Estates & Wills & Trusts

Graduated rate estates and changes to the Income Tax Act

By Ian Hull

The 2015 Budget and changes to tax treatment of testamentary trusts have been discussed on this blog before. Bill C-43 has since become law, and will become effective January 1, 2016.

The amendments to the Income Tax Act (R.S.C., 1985, c. 1 (5th Supp.)) (the “I.T.A.”) have eliminated graduated rate taxation for testamentary trusts, which were previously taxed at rates applicable to individuals. Starting next year, testamentary trusts will be taxed at the highest marginal rate of taxation, subject to a couple of exceptions, one of which applies to a testamentary trust that can be considered a Graduated Rate Estate (GRE). The purpose of these amendments is to try to eliminate unequal treatment of testamentary trusts as compared to inter vivos trusts, which are taxed at the highest marginal tax rate, while testamentary trusts have enjoyed graduated rates for decades.

Starting December 31, 2015, the I.T.A. s. 248(1) will contain a definition for a GRE. In order to qualify as a GRE and benefit from graduated rates of taxation, no more than 36 months can have passed after the death of the testator whose estate established the trust, it must designate itself as a GRE, and only one GRE can be designated per individual. Going forward, as noted in this article from a national law firm, only GREs may benefit from graduated tax rates, use certain loss carry-back provisions, and have a non-calendar year-end.

Another exception to the elimination of graduated rates of taxation applies to a qualified disability trust. The I.T.A. s. 122(3) states that in order to be a qualified disability trust, it must: (i) be a testamentary trust; (ii) the beneficiaries of the trust must have made a joint election with the trust for the trust to be a qualified disability trust, and (iii) s. 118.3(1)(a) to (b) must apply to such beneficiaries.

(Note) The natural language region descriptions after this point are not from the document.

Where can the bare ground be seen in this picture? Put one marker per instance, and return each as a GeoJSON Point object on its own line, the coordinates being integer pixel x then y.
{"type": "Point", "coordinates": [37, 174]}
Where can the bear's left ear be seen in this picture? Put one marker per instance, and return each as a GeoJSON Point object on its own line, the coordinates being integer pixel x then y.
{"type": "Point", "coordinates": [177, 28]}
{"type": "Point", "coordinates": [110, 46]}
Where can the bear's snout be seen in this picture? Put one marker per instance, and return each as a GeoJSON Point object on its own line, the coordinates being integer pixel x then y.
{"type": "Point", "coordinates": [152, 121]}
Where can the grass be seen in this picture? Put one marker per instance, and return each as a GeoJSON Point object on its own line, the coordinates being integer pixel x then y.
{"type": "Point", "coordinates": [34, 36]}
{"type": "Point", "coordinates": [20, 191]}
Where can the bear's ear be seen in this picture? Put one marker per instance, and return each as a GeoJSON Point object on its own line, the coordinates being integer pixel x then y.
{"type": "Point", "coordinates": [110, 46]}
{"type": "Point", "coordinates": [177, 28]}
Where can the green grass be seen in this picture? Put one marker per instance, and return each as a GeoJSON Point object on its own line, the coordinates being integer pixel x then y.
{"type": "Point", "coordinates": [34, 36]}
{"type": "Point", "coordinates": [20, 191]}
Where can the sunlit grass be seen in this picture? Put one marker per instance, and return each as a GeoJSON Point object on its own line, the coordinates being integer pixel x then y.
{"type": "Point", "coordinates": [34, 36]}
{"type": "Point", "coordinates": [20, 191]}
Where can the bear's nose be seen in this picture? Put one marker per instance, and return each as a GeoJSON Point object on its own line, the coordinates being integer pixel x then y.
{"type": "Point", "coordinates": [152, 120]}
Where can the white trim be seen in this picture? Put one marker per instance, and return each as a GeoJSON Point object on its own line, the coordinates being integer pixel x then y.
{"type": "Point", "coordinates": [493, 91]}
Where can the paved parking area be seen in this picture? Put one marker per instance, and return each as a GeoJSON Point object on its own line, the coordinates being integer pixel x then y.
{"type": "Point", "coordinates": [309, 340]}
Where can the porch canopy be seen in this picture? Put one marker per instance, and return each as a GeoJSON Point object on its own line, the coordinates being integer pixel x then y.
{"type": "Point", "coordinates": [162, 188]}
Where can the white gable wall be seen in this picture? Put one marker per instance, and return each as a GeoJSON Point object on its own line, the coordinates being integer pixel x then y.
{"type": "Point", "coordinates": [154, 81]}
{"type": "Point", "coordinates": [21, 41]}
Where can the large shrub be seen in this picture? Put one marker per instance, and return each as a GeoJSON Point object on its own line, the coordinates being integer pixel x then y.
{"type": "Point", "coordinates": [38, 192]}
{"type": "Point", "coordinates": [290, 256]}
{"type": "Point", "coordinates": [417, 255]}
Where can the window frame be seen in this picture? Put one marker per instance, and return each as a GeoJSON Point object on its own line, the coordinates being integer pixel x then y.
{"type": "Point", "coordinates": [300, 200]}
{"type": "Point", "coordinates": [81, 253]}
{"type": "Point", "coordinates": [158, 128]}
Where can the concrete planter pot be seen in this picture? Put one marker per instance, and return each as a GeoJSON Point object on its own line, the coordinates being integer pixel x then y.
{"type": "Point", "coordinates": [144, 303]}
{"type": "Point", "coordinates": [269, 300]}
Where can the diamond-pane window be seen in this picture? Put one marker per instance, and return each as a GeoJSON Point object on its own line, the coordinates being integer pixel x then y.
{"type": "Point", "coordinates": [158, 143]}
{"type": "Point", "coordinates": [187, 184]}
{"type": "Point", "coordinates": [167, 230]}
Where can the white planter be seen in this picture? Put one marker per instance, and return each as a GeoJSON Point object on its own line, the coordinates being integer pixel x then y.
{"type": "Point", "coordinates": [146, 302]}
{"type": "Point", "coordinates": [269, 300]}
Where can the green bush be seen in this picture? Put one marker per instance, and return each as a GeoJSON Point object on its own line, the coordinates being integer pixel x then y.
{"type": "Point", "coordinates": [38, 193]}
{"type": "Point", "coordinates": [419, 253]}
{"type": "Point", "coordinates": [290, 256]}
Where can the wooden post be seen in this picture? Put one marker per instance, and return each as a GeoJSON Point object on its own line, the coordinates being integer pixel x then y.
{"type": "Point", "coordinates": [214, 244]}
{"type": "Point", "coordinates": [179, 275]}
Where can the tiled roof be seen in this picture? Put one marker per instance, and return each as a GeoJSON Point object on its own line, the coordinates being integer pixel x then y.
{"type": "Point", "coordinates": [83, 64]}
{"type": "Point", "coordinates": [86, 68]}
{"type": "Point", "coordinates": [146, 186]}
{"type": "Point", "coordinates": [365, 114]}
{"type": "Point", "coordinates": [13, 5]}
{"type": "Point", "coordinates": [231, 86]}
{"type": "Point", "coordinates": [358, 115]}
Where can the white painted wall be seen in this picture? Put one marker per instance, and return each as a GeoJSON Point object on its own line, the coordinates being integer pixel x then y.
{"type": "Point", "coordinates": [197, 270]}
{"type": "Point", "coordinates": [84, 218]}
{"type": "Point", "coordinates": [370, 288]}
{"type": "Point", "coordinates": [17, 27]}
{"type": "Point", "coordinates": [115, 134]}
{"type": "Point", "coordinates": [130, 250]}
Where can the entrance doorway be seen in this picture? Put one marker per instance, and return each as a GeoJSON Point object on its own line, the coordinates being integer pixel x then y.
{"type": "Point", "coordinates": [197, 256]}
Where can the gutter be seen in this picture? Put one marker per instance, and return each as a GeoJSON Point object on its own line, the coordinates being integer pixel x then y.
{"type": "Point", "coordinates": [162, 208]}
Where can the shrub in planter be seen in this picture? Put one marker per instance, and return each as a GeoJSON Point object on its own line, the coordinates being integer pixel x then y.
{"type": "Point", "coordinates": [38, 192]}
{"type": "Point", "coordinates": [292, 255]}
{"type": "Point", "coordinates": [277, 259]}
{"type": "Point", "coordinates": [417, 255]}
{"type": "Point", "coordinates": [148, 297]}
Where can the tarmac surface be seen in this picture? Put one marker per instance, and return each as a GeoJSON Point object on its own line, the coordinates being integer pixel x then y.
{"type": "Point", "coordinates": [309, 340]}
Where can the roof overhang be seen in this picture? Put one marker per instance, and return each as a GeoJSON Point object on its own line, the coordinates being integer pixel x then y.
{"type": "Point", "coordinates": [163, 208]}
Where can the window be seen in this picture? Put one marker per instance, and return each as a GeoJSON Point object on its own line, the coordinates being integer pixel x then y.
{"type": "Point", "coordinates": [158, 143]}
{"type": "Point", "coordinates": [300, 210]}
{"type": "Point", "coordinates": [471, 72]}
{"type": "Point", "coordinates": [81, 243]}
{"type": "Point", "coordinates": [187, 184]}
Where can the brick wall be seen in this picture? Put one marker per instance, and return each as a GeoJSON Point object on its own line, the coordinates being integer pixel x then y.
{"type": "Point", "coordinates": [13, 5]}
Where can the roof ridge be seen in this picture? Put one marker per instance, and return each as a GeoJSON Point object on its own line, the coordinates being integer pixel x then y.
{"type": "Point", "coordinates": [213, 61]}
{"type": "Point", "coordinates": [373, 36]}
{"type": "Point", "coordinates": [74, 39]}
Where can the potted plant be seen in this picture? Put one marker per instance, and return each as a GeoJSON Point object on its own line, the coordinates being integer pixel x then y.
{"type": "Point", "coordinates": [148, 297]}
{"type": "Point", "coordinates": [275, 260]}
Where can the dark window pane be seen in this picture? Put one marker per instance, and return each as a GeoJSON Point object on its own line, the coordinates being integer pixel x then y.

There have also been changes to treatment of charitable donations made in a will. Whereas, in the past, a charitable gift was considered to be made immediately preceding the death of the testator, the new rules provide that the gift is made at the time it is actually transferred to the donee. The value of the property will also be determined on this basis. The amount of the charitable donation can then be allocated between the deceased or the GRE, as per I.T.A. s. 118.1(1), as long as the estate can be considered a GRE at the time. The amount of the gift can be deducted by the deceased in the year the donation was made or used in the preceding taxation year. Alternatively, the gift can be deducted by the GRE in the year of the donation, carried forward, or carried back for up to the 36 months that a GRE may exist as such.